I have no idea how that current is apportioned to each LED. Or how many there are. IIRC a whte LED is 4V or so, so to get to no more than 1090V you wouldn't want more than 25 in series, and you would need a bridge rectifier. Or perhaps you could have two chains in opposite polarity, to make use of each half cycle. flickery tho.

I think I'd run a series of rectifiers and caps to drive different chains and put the chains in parallel. Hmm. No that doesn't work ...possibly if enough diodes are in series the average v drop evens out...a you can simply out the chains in parallel

LEDs

That is the inductor doing that to overcome the diode 'knee' effect and thermal

If you think about it the curve of a buncch of LEDS in series and a gas discharge tube are pretty similar.

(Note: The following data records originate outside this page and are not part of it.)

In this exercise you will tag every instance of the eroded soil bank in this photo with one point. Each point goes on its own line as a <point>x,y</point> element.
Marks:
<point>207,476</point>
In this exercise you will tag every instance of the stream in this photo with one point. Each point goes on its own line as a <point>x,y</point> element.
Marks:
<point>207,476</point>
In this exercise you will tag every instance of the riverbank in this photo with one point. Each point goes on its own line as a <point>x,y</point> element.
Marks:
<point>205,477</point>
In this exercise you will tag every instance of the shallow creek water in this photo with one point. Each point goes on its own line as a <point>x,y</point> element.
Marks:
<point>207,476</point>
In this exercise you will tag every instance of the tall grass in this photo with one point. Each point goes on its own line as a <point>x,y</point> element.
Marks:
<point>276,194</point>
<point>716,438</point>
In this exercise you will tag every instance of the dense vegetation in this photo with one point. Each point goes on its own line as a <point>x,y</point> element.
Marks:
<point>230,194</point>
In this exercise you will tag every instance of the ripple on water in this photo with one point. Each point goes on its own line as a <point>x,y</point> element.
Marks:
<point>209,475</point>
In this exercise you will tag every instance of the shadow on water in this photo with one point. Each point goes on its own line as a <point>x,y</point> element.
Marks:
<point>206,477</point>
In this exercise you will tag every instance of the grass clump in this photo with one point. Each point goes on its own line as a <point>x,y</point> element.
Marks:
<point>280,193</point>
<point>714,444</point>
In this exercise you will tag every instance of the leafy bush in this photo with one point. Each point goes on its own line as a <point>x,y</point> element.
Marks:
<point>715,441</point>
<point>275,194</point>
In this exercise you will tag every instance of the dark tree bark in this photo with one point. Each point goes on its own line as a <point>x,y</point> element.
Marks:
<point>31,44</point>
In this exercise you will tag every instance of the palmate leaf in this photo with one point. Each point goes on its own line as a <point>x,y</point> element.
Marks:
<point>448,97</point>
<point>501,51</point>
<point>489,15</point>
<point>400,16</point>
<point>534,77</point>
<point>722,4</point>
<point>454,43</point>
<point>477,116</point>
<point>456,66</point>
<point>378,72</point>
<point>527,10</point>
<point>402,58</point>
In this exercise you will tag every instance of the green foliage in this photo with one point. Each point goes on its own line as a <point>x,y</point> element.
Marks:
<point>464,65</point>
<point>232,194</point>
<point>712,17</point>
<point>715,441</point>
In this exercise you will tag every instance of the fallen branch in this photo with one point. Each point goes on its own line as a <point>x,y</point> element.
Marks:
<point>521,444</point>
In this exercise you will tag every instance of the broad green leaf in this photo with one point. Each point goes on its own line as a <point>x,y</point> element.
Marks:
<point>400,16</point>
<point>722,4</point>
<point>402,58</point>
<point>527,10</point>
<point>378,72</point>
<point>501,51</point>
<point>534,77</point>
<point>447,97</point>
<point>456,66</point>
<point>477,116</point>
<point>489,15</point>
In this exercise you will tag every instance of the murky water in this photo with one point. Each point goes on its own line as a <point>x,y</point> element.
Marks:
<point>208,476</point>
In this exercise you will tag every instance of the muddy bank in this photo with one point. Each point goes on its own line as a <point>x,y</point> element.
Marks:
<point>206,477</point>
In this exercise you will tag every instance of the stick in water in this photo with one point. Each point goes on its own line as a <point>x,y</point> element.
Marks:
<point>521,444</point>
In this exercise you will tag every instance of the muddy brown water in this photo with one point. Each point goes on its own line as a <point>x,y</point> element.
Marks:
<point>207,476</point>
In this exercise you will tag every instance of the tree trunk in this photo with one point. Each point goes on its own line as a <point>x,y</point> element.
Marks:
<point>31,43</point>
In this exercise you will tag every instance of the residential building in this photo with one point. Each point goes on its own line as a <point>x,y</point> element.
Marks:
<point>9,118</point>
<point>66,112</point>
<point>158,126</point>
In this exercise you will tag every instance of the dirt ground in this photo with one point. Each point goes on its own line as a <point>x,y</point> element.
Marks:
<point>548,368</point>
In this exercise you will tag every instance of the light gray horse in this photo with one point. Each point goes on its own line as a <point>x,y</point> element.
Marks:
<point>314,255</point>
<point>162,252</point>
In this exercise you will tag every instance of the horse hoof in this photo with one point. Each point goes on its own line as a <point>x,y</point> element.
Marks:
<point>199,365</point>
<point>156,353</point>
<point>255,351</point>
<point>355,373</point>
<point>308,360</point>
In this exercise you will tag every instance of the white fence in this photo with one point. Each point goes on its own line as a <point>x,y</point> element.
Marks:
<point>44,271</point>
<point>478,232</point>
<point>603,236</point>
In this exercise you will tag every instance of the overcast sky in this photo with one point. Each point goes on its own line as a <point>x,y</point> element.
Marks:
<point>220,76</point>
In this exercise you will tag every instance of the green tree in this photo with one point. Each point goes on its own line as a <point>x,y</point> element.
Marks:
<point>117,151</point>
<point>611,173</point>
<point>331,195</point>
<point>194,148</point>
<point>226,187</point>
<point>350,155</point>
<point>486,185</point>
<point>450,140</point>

Next time you are passing then. I do good coffee also

These modern lighting LEDs are becoming further and further removed from the small signal devices they evolved from, so I'll bow to your superior knowledge on the subject. I'm very much more electronics-orientated than electricity, anyway. You say these LEDs have a 6V Vf and that is ten times the voltage I would expect to see from the SSD legacy so clearly I'm well out of date with developments in lighting technology!

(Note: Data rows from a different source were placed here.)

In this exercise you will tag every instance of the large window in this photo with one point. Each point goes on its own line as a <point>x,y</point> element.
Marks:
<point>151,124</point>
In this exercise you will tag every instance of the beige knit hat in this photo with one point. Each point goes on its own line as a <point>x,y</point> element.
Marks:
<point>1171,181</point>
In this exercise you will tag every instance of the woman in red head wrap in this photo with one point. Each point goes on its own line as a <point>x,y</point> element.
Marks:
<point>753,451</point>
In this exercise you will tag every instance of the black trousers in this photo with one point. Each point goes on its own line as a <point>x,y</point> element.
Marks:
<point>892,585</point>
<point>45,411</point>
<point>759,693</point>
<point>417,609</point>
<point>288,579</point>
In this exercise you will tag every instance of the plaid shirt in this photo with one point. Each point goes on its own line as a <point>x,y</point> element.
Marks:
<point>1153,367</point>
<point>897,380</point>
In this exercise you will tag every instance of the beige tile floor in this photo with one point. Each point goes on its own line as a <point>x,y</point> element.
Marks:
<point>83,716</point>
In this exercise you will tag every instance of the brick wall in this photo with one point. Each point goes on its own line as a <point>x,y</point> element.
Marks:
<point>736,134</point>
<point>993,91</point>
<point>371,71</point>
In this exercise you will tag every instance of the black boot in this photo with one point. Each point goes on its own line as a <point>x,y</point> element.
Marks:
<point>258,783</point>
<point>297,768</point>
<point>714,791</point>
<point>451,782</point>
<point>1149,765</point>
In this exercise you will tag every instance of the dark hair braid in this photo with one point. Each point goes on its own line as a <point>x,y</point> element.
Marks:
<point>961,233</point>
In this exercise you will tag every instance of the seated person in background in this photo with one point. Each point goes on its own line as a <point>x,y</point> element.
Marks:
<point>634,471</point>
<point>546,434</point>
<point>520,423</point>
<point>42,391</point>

And I do pretty good advice on tax mitigation. Let's hope we're both still around a year from now, because I can't see myself getting over to England anytime soon, what with the way things are going. :(

I think about 4 for a blue white. There is a relationship between that and the frequency emitted. Quantum crap or summat.

The real point is that the inductor is a lossless current limiter (in theory) and a low loss one in practice. It gets rid of all the volts easily

What's inside the tube electronics wise I am guessing at. Maybe big clive will tear one apart

and that is ten times the voltage I would expect to see

red leds were always a volt and a bit, orange yellow a bit more and green and blue even more

Oh I dunno...

Ok, I'll have to read that item later due to shortage of time right now, but I'm harking back over 40 years to the first generation of LEDs which were used for panel illumination on electronic instruments. They'd typically draw about 15mA before going phut and were dimmer than the filament bulbs they were replacing. That's if my memory is not letting me down, that is.

Oh, and there were only two colours back then: green and red.

If you plot Vf versus center wavelength, the slope of the line allows derivation of Plancks constant.

(Done for some fool physics lab experiment, with some crusty old spectrometer to check the LEDs. You could still see Plancks fingerprints on the instrument.)

They even have a picture of Mr.Plank here. And you have to plot Va, not Vf. Drat!

*******

The LEDs on my bicycle light (blue with white phosphor) have a Vf of 2.5V at 11mA. The voltage (being a diode curve) rises a bit when you start pumping an amp through the high-power LEDs. I might have a commercial datasheet or two listing 3.2V or so at ampere level. The highest current value I've ever seen anyone put through a single LED was 17 amps. No idea what the voltage is then :-) The LED in that case, was soldered onto a solid copper block, and relied on thermal inertia to protect the LED during a short (blinding) experiment.

LEDs are not very efficient when you do that. You don't get 17x the light when running

17 amps versus 1 amp.

This is one reason the bicycle runs LED arrays and not single LEDs. The LED arrays make better use of the limited power (3W on a good day). Due to the Vf being a bit low, the design only uses 2.5W of the available power. If I could get a 3V LED at 11mA, I'd be using it, as then I could set the operating point at 6V (two LEDs stacked, which is how it always runs). Running

6V @ 500mA would use the available 3W of generator power. Running 5V @ 500mA (with all the LEDs running in parallel in pairs), draws 2.5W.

I was a bit disappointed to see they were running at 2.5V.

Paul

I saw my first ones in 1969 - that's over 50 years ago.

If both were in the same enclosure, you could have yellow, too.

I would suggest a wiring fault. Have you checked if power is getting to the Fluorescent fittings?